Scientific classification
- Kingdom: Animalia
- Phylum: Chordata
- Class: Aves
- Order: Passeriformes
- Family: Furnariidae
- Genus: Thripophaga
- Species: T. cherriei
- Binomial name: Thripophaga cherriei Berlepsch & Hartert, 1902

= Orinoco softtail =

- Genus: Thripophaga
- Species: cherriei
- Authority: Berlepsch & Hartert, 1902
- Conservation status: VU

Species of bird

The Orinoco softtail (Thripophaga cherriei) is a Vulnerable species of bird in the Furnariinae subfamily of the ovenbird family Furnariidae. It is found in Colombia and Venezuela.
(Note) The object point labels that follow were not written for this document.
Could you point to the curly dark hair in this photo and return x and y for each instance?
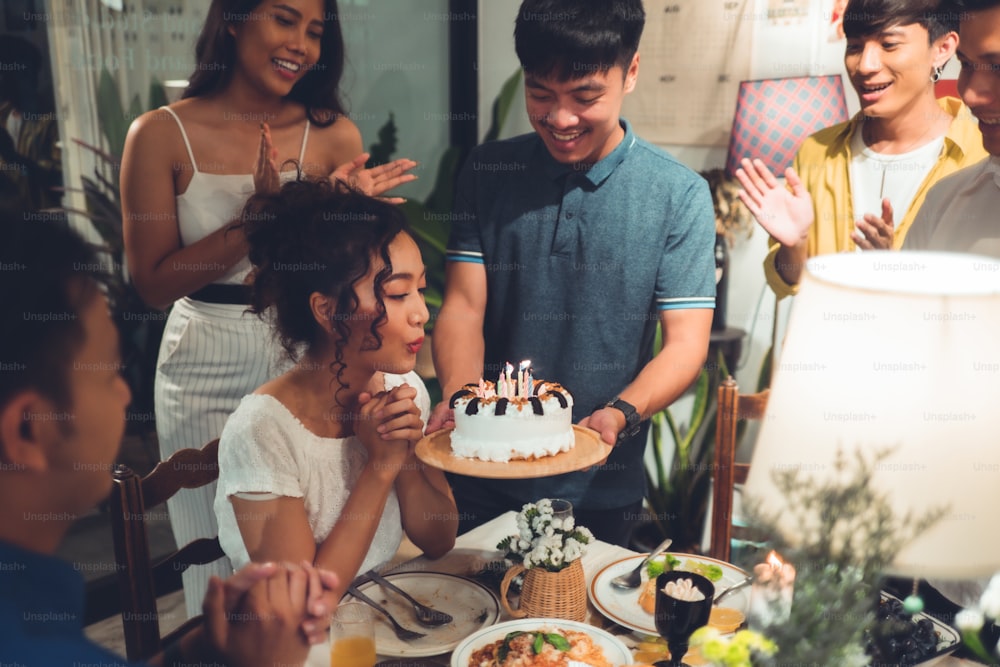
(569, 39)
(311, 236)
(215, 55)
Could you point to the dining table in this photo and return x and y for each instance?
(476, 549)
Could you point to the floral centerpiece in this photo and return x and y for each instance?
(544, 540)
(547, 551)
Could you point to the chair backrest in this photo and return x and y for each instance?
(140, 580)
(733, 407)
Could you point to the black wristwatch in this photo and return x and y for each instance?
(632, 417)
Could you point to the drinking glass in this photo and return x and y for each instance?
(676, 620)
(352, 636)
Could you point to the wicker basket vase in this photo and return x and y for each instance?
(547, 594)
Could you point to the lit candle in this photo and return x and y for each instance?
(771, 593)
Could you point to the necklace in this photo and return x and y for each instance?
(868, 142)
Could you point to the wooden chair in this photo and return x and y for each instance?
(733, 407)
(139, 579)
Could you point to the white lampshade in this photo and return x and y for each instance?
(896, 350)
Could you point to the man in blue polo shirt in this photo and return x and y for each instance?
(568, 246)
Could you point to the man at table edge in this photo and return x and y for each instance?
(568, 246)
(62, 417)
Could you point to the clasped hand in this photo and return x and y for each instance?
(389, 424)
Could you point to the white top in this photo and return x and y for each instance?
(960, 213)
(875, 176)
(264, 448)
(212, 201)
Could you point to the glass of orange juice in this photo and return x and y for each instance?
(352, 636)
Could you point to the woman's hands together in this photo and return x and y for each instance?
(389, 426)
(265, 174)
(785, 215)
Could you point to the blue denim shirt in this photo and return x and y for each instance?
(41, 613)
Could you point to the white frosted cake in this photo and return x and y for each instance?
(516, 418)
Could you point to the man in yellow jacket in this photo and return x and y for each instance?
(858, 185)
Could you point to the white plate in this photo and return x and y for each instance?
(615, 651)
(471, 604)
(623, 608)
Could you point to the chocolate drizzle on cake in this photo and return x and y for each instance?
(464, 391)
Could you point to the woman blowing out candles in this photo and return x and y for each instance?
(265, 85)
(318, 464)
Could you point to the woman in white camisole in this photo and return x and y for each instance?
(265, 90)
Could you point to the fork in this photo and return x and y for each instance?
(634, 578)
(426, 616)
(402, 633)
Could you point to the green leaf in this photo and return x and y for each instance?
(381, 151)
(505, 646)
(110, 113)
(502, 106)
(442, 197)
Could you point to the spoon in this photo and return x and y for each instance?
(732, 589)
(634, 578)
(425, 615)
(402, 633)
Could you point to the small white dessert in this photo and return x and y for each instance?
(530, 421)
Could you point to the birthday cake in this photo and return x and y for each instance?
(518, 417)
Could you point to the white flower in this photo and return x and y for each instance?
(990, 602)
(969, 620)
(572, 550)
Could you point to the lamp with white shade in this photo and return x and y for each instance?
(898, 351)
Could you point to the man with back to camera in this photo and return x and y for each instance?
(62, 416)
(568, 246)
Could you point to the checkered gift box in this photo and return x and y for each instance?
(774, 116)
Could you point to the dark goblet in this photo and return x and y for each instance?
(676, 620)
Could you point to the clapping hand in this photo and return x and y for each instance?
(377, 180)
(873, 232)
(785, 215)
(265, 173)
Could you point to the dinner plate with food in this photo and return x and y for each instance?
(541, 642)
(633, 609)
(471, 605)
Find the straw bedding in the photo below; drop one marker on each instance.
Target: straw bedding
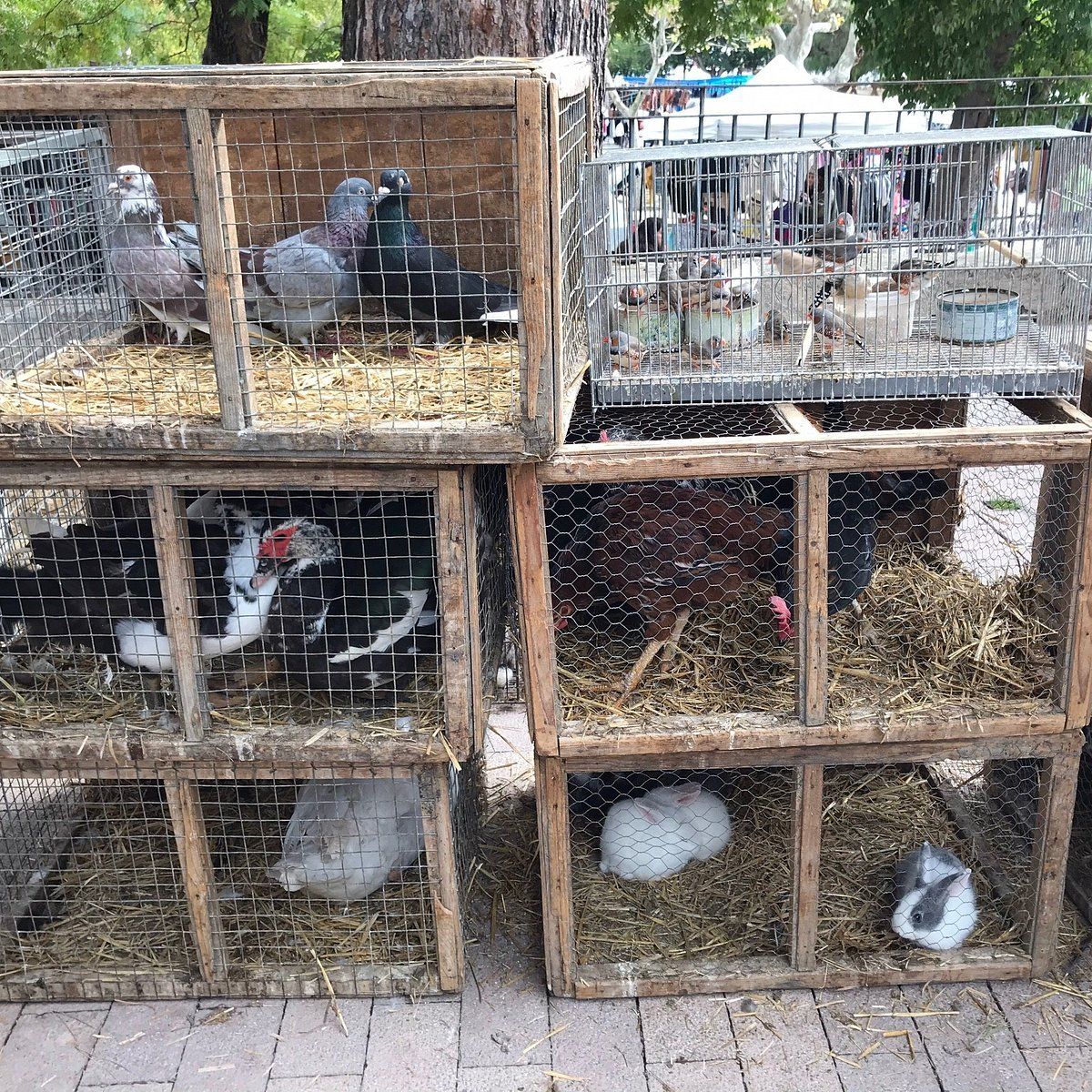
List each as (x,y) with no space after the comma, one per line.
(472,382)
(932,637)
(124,905)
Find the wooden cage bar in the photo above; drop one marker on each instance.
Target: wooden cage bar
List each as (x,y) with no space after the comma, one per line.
(467,667)
(802,966)
(213,966)
(1055,436)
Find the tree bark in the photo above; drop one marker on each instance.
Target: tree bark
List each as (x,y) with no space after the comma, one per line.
(437,30)
(238,36)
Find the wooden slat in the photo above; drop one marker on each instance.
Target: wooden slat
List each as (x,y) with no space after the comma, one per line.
(176,579)
(536,614)
(811,565)
(443,877)
(216,214)
(556,868)
(923,449)
(1074,687)
(807,833)
(454,611)
(197,878)
(751,732)
(1052,846)
(534,288)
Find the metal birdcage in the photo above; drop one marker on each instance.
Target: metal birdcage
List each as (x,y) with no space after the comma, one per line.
(905,266)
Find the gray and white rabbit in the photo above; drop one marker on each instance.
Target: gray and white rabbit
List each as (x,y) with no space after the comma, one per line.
(347,838)
(935,905)
(660,834)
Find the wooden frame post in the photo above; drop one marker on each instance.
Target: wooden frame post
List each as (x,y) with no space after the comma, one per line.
(442,874)
(219,251)
(807,835)
(175,561)
(184,803)
(454,610)
(813,547)
(556,869)
(1057,794)
(536,614)
(531,217)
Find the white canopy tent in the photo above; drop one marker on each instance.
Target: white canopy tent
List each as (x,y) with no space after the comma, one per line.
(782,102)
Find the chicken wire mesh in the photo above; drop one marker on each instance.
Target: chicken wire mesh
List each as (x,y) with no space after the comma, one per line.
(927,858)
(688,865)
(372,261)
(290,883)
(315,611)
(885,267)
(947,590)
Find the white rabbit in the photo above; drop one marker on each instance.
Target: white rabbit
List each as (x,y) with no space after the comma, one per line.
(658,834)
(935,905)
(345,838)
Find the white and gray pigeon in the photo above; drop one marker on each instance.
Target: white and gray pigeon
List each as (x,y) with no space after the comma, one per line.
(304,283)
(150,267)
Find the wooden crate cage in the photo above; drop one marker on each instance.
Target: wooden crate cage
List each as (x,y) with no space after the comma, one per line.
(961,528)
(185,880)
(151,603)
(721,871)
(243,161)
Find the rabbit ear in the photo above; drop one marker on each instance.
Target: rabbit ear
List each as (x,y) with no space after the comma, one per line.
(960,883)
(687,793)
(651,814)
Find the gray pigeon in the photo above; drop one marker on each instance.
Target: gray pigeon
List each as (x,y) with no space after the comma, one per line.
(305,282)
(152,268)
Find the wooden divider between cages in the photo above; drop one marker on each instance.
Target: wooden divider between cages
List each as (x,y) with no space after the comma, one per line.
(223,277)
(1058,752)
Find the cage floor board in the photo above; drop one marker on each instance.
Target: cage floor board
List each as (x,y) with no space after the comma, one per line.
(920,366)
(349,387)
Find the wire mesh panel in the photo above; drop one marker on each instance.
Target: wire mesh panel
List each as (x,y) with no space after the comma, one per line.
(309,268)
(888,267)
(272,612)
(682,873)
(293,880)
(932,863)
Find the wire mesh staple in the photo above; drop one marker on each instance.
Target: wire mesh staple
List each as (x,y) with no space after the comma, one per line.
(290,882)
(321,272)
(909,266)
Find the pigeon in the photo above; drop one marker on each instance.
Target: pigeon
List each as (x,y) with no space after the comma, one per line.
(420,282)
(305,282)
(623,349)
(836,243)
(831,328)
(776,329)
(150,267)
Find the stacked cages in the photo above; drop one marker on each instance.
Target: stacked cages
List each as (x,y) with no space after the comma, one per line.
(842,865)
(900,266)
(814,571)
(249,610)
(298,260)
(292,879)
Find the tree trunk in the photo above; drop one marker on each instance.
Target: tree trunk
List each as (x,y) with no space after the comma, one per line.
(238,32)
(435,30)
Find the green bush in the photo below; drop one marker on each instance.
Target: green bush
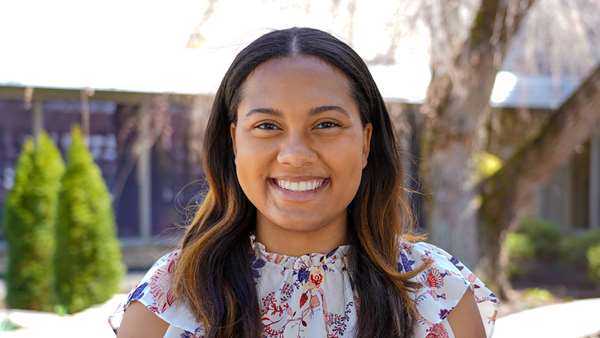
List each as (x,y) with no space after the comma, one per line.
(573,249)
(29,217)
(88,266)
(520,249)
(593,259)
(543,235)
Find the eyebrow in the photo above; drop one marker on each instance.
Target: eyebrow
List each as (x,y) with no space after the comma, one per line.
(312,111)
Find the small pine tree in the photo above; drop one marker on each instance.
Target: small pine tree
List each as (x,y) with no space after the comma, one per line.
(88,261)
(29,216)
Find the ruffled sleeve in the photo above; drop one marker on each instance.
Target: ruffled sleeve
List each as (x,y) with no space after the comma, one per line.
(155,291)
(444,284)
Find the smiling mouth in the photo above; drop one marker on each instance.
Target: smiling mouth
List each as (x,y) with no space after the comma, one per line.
(300,186)
(299,190)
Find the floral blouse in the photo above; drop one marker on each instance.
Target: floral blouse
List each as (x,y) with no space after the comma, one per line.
(312,295)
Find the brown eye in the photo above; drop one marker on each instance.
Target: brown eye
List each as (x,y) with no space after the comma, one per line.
(266,126)
(327,125)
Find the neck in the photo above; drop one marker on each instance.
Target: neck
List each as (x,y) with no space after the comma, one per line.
(293,242)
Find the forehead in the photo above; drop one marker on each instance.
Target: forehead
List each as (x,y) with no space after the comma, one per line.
(296,82)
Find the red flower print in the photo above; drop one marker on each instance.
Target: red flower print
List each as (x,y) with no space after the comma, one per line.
(434,278)
(437,331)
(316,279)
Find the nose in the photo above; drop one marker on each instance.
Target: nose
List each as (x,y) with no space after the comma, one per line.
(296,152)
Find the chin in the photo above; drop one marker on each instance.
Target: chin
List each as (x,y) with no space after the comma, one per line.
(300,225)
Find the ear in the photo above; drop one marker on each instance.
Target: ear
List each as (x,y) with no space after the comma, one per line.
(367,132)
(232,127)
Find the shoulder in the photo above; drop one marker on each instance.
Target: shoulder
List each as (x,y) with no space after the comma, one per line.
(445,282)
(155,292)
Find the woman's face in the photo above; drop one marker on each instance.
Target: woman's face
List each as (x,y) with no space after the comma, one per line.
(299,143)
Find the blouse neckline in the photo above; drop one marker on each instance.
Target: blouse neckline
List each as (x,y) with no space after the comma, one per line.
(334,258)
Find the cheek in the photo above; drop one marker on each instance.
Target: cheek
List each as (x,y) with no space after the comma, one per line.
(251,168)
(345,160)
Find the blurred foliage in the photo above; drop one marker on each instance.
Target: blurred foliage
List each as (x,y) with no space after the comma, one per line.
(7,325)
(520,249)
(88,266)
(593,259)
(533,238)
(544,236)
(573,249)
(487,164)
(29,216)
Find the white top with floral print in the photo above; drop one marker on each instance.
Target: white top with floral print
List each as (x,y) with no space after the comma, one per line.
(313,296)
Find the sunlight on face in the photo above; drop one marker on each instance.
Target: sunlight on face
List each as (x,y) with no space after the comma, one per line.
(299,142)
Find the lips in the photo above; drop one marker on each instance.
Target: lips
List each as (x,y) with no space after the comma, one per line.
(299,196)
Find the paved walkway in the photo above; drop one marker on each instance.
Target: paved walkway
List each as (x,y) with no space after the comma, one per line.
(576,319)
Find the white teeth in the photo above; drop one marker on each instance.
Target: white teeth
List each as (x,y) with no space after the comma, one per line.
(300,186)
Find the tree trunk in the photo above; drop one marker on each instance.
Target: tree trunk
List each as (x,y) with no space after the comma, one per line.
(456,107)
(505,193)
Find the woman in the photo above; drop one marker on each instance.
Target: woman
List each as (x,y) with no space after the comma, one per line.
(300,234)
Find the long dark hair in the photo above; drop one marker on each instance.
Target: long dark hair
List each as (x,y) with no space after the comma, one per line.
(213,272)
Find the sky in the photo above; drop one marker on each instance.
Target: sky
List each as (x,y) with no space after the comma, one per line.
(133,45)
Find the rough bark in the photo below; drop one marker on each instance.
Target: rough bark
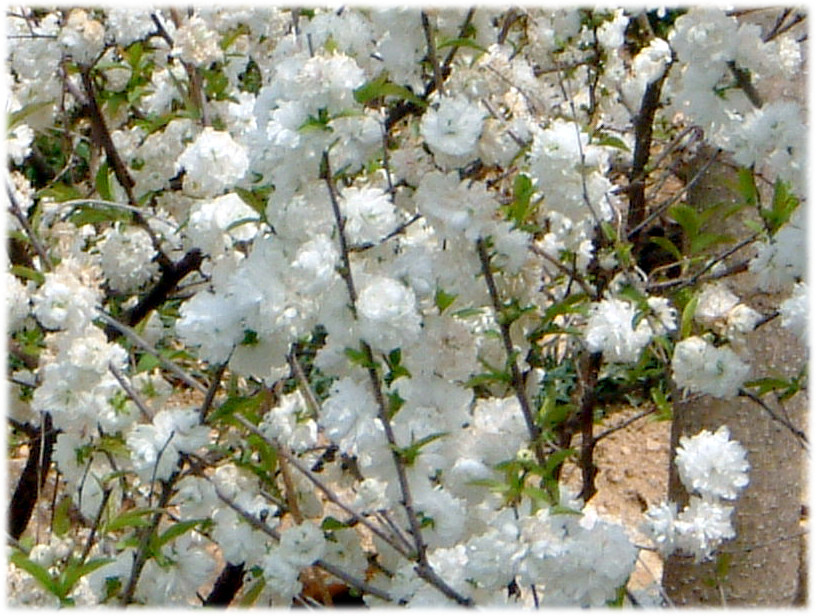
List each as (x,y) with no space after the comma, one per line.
(765,560)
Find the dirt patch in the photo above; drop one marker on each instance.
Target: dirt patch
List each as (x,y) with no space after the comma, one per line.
(633,474)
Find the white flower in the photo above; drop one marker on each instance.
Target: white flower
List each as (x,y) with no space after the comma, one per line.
(18,142)
(349,414)
(212,163)
(17,302)
(388,313)
(660,526)
(67,298)
(280,575)
(282,424)
(127,258)
(700,367)
(194,42)
(702,526)
(83,38)
(155,447)
(454,127)
(453,206)
(611,329)
(302,545)
(315,263)
(211,322)
(370,215)
(794,311)
(721,310)
(493,558)
(712,465)
(215,224)
(371,495)
(128,24)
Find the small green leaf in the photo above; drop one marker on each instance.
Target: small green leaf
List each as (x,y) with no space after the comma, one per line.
(103,184)
(783,204)
(62,517)
(411,453)
(60,192)
(38,572)
(22,271)
(332,523)
(395,402)
(443,300)
(76,570)
(147,362)
(688,218)
(382,88)
(136,518)
(746,186)
(461,42)
(176,530)
(251,596)
(687,317)
(667,245)
(612,141)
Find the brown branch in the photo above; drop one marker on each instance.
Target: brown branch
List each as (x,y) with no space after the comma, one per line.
(643,145)
(33,478)
(517,380)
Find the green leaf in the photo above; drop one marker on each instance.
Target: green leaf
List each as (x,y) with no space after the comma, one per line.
(246,405)
(667,245)
(411,453)
(461,42)
(332,523)
(688,218)
(21,114)
(687,317)
(76,570)
(94,214)
(256,198)
(251,596)
(395,403)
(746,186)
(783,204)
(360,358)
(443,300)
(466,313)
(147,362)
(520,208)
(22,271)
(382,88)
(136,518)
(176,530)
(701,242)
(38,572)
(612,141)
(62,517)
(60,192)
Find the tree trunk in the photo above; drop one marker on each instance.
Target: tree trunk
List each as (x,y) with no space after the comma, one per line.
(763,564)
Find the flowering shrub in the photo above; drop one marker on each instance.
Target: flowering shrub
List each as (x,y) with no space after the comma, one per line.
(300,298)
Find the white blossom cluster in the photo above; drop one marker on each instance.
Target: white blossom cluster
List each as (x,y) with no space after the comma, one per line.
(398,260)
(714,469)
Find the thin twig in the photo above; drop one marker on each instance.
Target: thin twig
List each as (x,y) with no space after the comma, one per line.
(130,391)
(143,551)
(146,346)
(263,527)
(340,221)
(799,434)
(287,455)
(429,40)
(17,212)
(625,423)
(517,380)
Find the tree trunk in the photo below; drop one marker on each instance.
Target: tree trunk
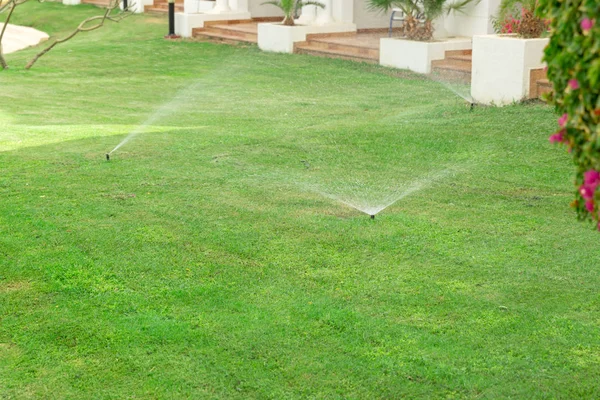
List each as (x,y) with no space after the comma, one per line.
(288,20)
(3,63)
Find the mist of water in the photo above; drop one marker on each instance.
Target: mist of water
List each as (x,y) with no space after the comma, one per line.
(453,82)
(183,96)
(373,204)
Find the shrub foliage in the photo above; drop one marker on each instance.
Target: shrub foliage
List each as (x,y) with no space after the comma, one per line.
(573,58)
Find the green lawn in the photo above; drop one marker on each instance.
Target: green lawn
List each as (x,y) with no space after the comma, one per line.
(210,258)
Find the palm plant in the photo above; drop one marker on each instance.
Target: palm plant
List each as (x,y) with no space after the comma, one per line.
(291,8)
(419,14)
(519,16)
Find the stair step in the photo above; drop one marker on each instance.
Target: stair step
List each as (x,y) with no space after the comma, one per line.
(450,66)
(454,62)
(544,86)
(452,74)
(236,28)
(162,8)
(222,37)
(229,33)
(348,49)
(99,3)
(461,57)
(316,51)
(452,53)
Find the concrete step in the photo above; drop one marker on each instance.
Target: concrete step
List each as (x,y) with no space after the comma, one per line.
(98,3)
(230,33)
(452,53)
(351,50)
(222,37)
(163,8)
(544,86)
(454,62)
(445,71)
(309,48)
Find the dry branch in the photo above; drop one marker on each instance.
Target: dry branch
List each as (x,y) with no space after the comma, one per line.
(10,5)
(83,27)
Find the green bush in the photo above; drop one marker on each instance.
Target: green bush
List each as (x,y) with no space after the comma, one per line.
(573,57)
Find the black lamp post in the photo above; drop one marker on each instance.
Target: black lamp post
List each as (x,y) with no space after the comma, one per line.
(172,34)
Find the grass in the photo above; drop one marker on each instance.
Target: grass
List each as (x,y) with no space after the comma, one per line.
(202,262)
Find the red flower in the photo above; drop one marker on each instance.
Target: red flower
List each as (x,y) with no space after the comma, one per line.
(586,192)
(558,137)
(589,205)
(586,25)
(574,84)
(563,120)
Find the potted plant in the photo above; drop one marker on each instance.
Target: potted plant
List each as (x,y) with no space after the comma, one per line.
(290,8)
(507,66)
(416,49)
(280,37)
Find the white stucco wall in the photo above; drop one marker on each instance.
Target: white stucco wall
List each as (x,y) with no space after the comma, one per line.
(502,66)
(367,19)
(260,11)
(473,20)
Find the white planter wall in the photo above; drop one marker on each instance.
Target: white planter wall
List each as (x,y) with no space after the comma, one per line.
(258,10)
(473,20)
(417,56)
(281,38)
(368,19)
(501,67)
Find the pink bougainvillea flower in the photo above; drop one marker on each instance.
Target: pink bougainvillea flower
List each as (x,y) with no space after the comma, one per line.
(558,137)
(586,25)
(563,120)
(574,84)
(589,205)
(586,192)
(592,178)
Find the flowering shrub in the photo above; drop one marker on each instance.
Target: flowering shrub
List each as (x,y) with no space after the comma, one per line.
(527,24)
(573,57)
==Taxonomy and systematics==

The Orinoco softtail is monotypic.

The Orinoco softtail's specific epithet honors George Kruck Cherrie, who collected the first two specimens in 1899 on the Orinoco River in Venezuela.

==Description==

The Orinoco softtail is 15.5 to 17.5 cm long. The sexes have the same plumage. Adults have a faint buff or whitish supercilium on a otherwise buff-streaked brownish face. Their forehead is brown with buff streaks and their crown medium brown with some faint yellowish spots. Their back is rufescent brown with a faint olive cast, their rump rufescent, and their uppertail coverts reddish chestnut. Their tail is dark rufous to reddish chestnut. Their wings are mostly dark rufous chestnut with rufous-cinnamon at the base of the flight feathers. Their chin is a conspicuous tawny orange and their upper throat chestnut rufous. Their lower throat, neck, and breast are raw umber brown or olive brown with sharp buff streaks. Their belly is paler brown and their undertail coverts reddish rufous or ferruginous. Their iris is dark red, their bill gray to blackish, and their legs and feet dull pinkish olive.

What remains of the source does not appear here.